Adding compression

chance · Apr 4, 2007

Hello,
I want to add compression to a memory stream and save it in an Oracle
database. This is the code I have so far:

//save the Word document to a binary field,
MemoryStream dataStream = new MemoryStream();
doc.Save(dataStream, SaveFormat.Doc);

//now compress it
GZipStream compressedZipStream = new GZipStream(dataStream,
CompressionMode.Compress);

//now store to document attatchment
row["DOCUMENT"] = compressedZipStream. <---------How can I
dump all the bytes here?

I need help with the fourth line. I was using stream.ToArray() to make
the assignment but that is not available for the compressedZipStream.

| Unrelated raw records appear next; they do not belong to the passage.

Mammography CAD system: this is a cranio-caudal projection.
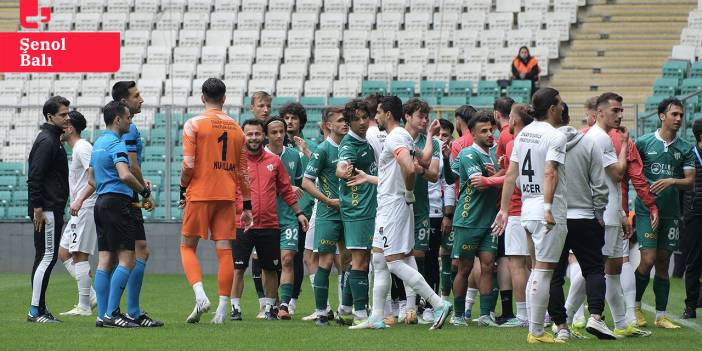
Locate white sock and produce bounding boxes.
[370,252,391,321]
[63,257,76,279]
[565,265,587,324]
[527,269,553,336]
[605,274,626,329]
[466,288,478,311]
[402,256,419,310]
[193,282,207,301]
[516,302,529,321]
[232,297,241,311]
[619,262,636,324]
[215,296,229,315]
[388,258,443,306]
[74,261,90,308]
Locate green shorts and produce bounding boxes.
[451,227,497,259]
[636,215,680,252]
[343,218,375,250]
[280,223,300,252]
[441,229,455,254]
[414,217,430,251]
[314,219,344,253]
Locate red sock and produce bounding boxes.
[217,249,234,296]
[180,244,202,286]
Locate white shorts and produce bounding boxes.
[522,220,568,263]
[373,200,414,256]
[602,225,628,258]
[60,207,97,255]
[504,216,529,256]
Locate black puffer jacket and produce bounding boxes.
[27,123,68,216]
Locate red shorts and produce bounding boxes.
[180,201,236,240]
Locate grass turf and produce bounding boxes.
[0,267,702,351]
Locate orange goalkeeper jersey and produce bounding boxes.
[183,109,249,201]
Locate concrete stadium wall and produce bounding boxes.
[0,221,223,274]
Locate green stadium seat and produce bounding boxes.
[441,96,468,106]
[327,96,353,106]
[653,78,680,96]
[690,61,702,78]
[663,60,690,79]
[478,80,500,98]
[390,80,414,99]
[442,80,473,96]
[0,175,18,189]
[419,80,446,99]
[5,206,29,219]
[0,162,24,176]
[470,96,495,108]
[361,80,388,96]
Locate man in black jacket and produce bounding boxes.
[682,119,702,319]
[27,96,70,323]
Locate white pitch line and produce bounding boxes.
[641,303,702,332]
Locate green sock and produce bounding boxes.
[634,269,651,301]
[280,283,293,304]
[453,295,466,317]
[314,267,329,311]
[441,256,453,296]
[349,270,368,311]
[653,277,670,311]
[480,293,494,316]
[341,265,353,306]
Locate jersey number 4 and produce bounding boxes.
[217,132,228,161]
[522,150,534,183]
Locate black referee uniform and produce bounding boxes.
[27,123,68,314]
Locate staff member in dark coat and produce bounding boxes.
[682,119,702,319]
[27,96,70,323]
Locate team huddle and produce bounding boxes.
[27,78,702,343]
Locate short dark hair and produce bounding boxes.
[561,102,570,126]
[280,102,307,130]
[658,97,685,115]
[402,98,431,116]
[41,95,71,121]
[455,105,478,125]
[512,104,534,126]
[68,111,87,135]
[251,90,273,106]
[531,87,559,121]
[241,118,266,131]
[692,119,702,143]
[344,99,371,124]
[493,96,514,116]
[322,106,344,122]
[202,78,227,102]
[597,91,624,107]
[439,118,454,134]
[468,110,495,132]
[378,95,404,122]
[112,80,136,101]
[102,100,129,127]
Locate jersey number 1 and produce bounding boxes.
[217,132,227,161]
[522,149,534,183]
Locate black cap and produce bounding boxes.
[68,111,87,134]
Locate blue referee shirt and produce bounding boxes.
[90,130,134,197]
[122,123,144,166]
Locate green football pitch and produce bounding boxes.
[0,267,702,351]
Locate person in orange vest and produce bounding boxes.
[512,46,541,92]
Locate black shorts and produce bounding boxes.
[130,196,146,240]
[232,229,280,271]
[94,194,137,252]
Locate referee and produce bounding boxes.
[88,101,153,328]
[27,96,70,323]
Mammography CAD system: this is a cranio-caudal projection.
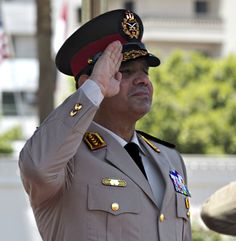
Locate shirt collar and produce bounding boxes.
[93,121,145,154]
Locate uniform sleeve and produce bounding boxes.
[201,182,236,235]
[19,81,102,205]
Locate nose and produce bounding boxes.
[134,71,150,85]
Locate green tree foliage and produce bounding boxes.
[0,126,23,155]
[137,51,236,154]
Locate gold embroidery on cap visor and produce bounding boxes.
[122,50,148,61]
[121,11,140,39]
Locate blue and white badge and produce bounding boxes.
[169,170,191,197]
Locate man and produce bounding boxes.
[201,182,236,235]
[19,10,191,241]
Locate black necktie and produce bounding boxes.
[124,142,147,178]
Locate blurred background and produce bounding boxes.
[0,0,236,241]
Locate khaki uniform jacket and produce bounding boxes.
[19,87,191,241]
[201,182,236,235]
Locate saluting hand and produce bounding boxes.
[90,41,123,97]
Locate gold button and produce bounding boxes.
[159,213,165,222]
[111,203,120,211]
[70,110,78,117]
[75,103,82,110]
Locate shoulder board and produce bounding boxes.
[83,132,107,151]
[137,131,175,148]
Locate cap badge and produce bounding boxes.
[122,11,140,39]
[123,50,148,61]
[102,178,127,187]
[84,132,106,151]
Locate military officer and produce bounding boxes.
[201,182,236,236]
[19,9,191,241]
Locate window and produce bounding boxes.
[11,35,37,58]
[2,92,17,116]
[124,1,134,11]
[195,0,209,14]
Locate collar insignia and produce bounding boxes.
[141,135,161,153]
[169,170,191,197]
[84,132,107,151]
[121,11,140,39]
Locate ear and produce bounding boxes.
[77,74,89,88]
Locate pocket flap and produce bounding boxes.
[88,185,141,215]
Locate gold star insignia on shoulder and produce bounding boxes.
[84,132,107,151]
[141,135,161,153]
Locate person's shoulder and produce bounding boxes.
[137,130,175,148]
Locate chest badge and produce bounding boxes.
[84,132,107,151]
[169,170,191,197]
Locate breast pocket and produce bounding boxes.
[88,185,141,241]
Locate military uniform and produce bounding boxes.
[201,182,236,235]
[19,10,191,241]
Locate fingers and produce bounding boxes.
[104,41,122,65]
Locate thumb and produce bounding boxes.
[115,72,122,82]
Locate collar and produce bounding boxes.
[93,121,145,155]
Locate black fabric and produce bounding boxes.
[124,142,147,178]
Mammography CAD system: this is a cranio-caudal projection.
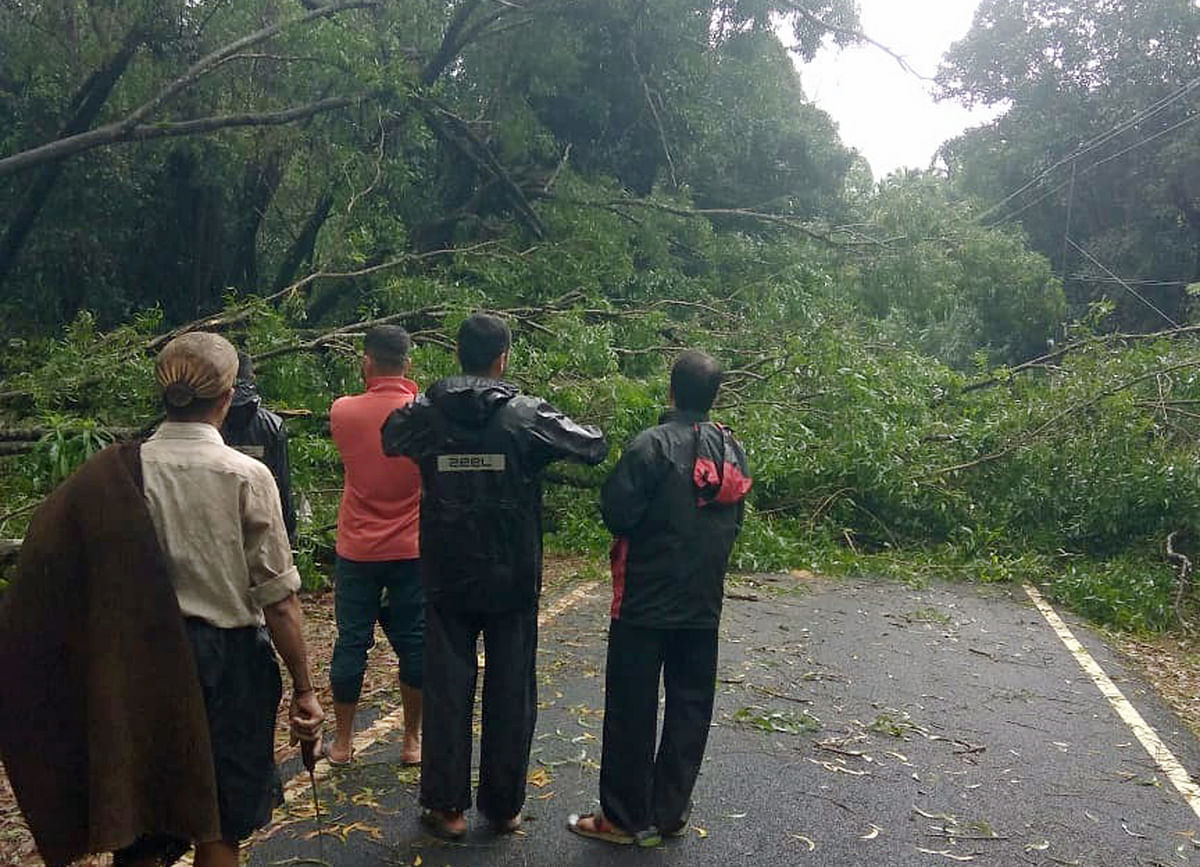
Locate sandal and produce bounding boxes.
[317,739,354,767]
[566,812,662,849]
[421,809,467,841]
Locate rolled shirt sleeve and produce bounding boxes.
[242,467,300,608]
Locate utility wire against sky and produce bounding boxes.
[976,112,1200,226]
[1067,238,1180,328]
[976,76,1200,223]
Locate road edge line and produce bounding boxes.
[1022,584,1200,818]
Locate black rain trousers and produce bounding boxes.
[421,604,538,823]
[600,620,716,833]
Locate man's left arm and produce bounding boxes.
[379,399,436,461]
[242,465,324,741]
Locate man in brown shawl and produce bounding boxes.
[0,333,323,867]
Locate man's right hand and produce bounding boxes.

How can I store the compressed zip stream in the row?

tia,
chance.

Jon Skeet [C# MVP] · Apr 4, 2007

Hello,
I want to add compression to a memory stream and save it in an Oracle
database. This is the code I have so far:

//save the Word document to a binary field,
MemoryStream dataStream = new MemoryStream();
doc.Save(dataStream, SaveFormat.Doc);

//now compress it
GZipStream compressedZipStream = new GZipStream(dataStream,
CompressionMode.Compress);

//now store to document attatchment
row["DOCUMENT"] = compressedZipStream. <---------How can I
dump all the bytes here?

I need help with the fourth line. I was using stream.ToArray() to make
the assignment but that is not available for the compressedZipStream.

How can I store the compressed zip stream in the row?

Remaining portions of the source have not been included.